A question that is increasingly arising for companies in Austria during the COVID-19 pandemic is whether the identity of an infected employee in a company may or must be disclosed at the request of other employees. This could be required in particular if another employee claims to be immunosuppressed (and therefore at increased health risk) or to live with someone who is immunosuppressed.

According to Austrian law, an employer, under its duty of care towards its employees, is generally obliged to inform the staff about all infections that have occurred in the company, especially if there is a potential danger of infection for other employees. Whether the specific identity of the infected person may or even must be disclosed in order to fulfil the duty of care is examined on a case-by-case basis and must be assessed based on the details of the particular situation. Since the employer does not know in detail which other employees have been in direct contact with the infected person, all employees of the company must usually be informed about the infection – and possibly also about the identity of the infected employee.

If an employee approaches the employer and asks for the identity of the infected employee, for example because he or she lives with someone who has an underlying disease or belongs to a risk group in connection with COVID-19, the privacy interests of the infected employee under data protection law and the personal interests of the employee who made the inquiry must always be weighed up against each other, because the data at issue are health data of the employee which are specially protected under the General Data Protection Regulation.
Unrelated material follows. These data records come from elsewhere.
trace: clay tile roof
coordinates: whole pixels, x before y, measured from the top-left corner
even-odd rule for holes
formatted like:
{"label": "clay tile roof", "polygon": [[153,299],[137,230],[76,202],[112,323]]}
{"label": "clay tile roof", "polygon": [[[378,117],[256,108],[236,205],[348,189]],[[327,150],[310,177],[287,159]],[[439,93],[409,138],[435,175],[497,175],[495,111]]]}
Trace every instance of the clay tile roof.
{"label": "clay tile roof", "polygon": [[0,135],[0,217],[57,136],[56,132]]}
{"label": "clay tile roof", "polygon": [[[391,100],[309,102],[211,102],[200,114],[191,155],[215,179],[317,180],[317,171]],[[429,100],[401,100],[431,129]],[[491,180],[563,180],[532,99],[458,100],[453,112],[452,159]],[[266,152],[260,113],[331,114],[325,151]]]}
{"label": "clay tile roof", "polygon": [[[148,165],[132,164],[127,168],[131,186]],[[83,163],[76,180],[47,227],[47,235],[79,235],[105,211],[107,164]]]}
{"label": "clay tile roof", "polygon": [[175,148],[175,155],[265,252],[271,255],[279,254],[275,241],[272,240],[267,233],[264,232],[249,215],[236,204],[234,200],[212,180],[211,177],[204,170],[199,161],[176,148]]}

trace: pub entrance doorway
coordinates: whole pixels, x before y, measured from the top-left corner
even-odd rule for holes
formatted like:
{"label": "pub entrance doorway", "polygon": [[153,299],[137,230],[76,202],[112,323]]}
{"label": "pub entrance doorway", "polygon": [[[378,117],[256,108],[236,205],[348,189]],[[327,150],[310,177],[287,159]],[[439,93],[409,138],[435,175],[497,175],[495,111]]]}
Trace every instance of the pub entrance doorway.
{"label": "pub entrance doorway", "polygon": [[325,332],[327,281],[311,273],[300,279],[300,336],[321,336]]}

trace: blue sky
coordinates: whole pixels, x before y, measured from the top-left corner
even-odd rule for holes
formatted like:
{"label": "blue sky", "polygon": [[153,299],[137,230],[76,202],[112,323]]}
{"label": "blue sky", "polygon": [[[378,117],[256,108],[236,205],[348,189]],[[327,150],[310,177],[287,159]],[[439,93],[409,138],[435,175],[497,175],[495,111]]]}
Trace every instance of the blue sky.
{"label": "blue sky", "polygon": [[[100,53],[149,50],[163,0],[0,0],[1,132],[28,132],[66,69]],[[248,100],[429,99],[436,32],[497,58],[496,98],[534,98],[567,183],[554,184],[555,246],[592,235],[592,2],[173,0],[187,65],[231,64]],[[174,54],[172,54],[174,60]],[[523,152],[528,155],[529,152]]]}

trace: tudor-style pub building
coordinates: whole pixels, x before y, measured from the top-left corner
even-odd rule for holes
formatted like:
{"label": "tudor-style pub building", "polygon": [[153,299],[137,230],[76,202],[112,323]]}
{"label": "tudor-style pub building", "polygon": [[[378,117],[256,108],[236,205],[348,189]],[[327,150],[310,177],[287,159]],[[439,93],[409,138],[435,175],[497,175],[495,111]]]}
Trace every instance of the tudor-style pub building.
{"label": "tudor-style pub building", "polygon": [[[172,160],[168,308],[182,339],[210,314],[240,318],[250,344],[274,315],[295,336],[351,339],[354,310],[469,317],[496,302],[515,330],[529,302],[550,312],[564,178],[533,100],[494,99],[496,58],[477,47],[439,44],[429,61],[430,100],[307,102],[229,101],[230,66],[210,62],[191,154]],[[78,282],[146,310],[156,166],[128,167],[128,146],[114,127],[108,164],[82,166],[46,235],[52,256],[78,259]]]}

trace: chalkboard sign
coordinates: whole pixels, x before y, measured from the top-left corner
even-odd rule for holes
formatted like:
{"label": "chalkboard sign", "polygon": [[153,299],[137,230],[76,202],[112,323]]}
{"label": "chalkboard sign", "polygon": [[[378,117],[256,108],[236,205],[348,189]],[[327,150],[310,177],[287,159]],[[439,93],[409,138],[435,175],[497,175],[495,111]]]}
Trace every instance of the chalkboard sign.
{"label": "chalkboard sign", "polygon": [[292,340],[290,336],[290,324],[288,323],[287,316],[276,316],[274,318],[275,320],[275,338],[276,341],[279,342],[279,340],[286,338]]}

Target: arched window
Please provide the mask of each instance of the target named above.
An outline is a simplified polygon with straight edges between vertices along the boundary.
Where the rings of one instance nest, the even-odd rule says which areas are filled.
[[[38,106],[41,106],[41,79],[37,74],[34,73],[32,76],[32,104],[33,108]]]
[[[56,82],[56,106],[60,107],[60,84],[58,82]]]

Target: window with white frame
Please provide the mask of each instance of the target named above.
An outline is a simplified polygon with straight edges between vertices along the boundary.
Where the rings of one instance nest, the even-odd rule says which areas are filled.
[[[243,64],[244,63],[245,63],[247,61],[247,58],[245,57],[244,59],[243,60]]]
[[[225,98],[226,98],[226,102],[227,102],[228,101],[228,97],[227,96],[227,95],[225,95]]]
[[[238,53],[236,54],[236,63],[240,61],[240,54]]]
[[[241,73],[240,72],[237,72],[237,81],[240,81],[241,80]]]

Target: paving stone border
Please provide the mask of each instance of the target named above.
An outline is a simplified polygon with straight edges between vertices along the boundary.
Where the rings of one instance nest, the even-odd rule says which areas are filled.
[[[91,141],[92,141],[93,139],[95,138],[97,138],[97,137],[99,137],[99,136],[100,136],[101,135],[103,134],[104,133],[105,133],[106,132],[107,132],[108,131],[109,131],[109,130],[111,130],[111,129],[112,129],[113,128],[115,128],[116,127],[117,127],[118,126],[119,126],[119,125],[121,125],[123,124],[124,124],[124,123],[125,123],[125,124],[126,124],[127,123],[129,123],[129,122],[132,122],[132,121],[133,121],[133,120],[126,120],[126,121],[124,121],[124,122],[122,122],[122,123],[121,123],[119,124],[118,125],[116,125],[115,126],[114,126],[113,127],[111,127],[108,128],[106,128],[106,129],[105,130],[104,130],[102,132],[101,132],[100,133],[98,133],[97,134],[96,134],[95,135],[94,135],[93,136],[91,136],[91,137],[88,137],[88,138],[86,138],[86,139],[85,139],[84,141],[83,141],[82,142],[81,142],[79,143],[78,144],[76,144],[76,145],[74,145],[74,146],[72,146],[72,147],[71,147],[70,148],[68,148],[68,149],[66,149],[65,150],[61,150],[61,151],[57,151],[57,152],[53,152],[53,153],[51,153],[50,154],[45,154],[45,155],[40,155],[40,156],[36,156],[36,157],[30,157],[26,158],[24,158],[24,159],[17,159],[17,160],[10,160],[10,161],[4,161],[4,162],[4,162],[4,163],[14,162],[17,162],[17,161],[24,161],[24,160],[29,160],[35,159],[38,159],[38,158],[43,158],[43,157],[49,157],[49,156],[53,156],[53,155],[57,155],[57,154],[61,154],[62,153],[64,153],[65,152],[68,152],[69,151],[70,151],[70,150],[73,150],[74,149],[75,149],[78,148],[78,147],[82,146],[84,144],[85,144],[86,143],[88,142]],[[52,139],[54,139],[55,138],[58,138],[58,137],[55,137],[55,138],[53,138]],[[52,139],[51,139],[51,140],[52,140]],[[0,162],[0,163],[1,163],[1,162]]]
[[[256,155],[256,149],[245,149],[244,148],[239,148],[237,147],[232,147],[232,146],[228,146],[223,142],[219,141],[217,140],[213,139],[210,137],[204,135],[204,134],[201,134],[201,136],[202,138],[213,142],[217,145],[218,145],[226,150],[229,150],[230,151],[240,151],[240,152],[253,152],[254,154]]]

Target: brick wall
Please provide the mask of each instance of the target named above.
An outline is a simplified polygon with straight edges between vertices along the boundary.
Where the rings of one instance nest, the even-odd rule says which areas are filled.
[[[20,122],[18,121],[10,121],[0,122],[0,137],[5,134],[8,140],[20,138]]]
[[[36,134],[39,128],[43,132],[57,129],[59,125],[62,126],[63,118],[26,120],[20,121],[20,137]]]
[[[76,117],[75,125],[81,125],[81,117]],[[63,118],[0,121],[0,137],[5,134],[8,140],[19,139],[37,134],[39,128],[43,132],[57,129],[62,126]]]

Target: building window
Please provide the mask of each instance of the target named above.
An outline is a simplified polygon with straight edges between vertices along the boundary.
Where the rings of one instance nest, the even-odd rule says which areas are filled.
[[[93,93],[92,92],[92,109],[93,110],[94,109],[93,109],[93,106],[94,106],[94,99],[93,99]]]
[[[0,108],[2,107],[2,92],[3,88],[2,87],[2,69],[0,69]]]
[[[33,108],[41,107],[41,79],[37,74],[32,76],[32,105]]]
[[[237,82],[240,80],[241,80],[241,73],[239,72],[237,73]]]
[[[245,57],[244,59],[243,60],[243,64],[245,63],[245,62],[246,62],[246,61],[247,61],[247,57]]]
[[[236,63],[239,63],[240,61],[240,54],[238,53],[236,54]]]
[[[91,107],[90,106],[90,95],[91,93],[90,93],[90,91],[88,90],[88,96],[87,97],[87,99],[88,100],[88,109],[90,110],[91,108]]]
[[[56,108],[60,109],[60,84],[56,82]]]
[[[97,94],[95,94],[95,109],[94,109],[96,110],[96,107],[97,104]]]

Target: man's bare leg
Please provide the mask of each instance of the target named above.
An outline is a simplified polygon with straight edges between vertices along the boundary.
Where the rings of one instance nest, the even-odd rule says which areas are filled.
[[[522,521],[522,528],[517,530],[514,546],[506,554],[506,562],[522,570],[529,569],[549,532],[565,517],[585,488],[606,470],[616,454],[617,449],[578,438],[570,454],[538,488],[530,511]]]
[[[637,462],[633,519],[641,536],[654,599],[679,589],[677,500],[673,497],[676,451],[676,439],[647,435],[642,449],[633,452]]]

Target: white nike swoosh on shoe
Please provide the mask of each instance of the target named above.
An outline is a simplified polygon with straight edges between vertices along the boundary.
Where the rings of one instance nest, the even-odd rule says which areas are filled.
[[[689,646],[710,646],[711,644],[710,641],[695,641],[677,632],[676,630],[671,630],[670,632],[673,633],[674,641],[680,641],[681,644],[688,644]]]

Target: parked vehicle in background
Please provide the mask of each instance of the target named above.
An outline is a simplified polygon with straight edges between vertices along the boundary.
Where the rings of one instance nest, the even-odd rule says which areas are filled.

However, the Austrian data protection authority announced in a recently published guideline that the health data of infected employees may be used to the extent necessary to contain the further spread of the COVID-19 virus and to protect other people. This includes in particular the collection of data from persons who have been diagnosed as positive or who are suspected of having contracted the virus through direct contact with an infected person. On the basis of this guideline, we therefore believe that, in the context of the COVID-19 pandemic, the employer is in principle entitled to disclose the health data of infected or potentially infected employees in order to contain the further spread of infection and to protect other employees from infection.

The content of this article is intended to provide a general guide to the subject matter. Specialist advice should be sought about your specific circumstances.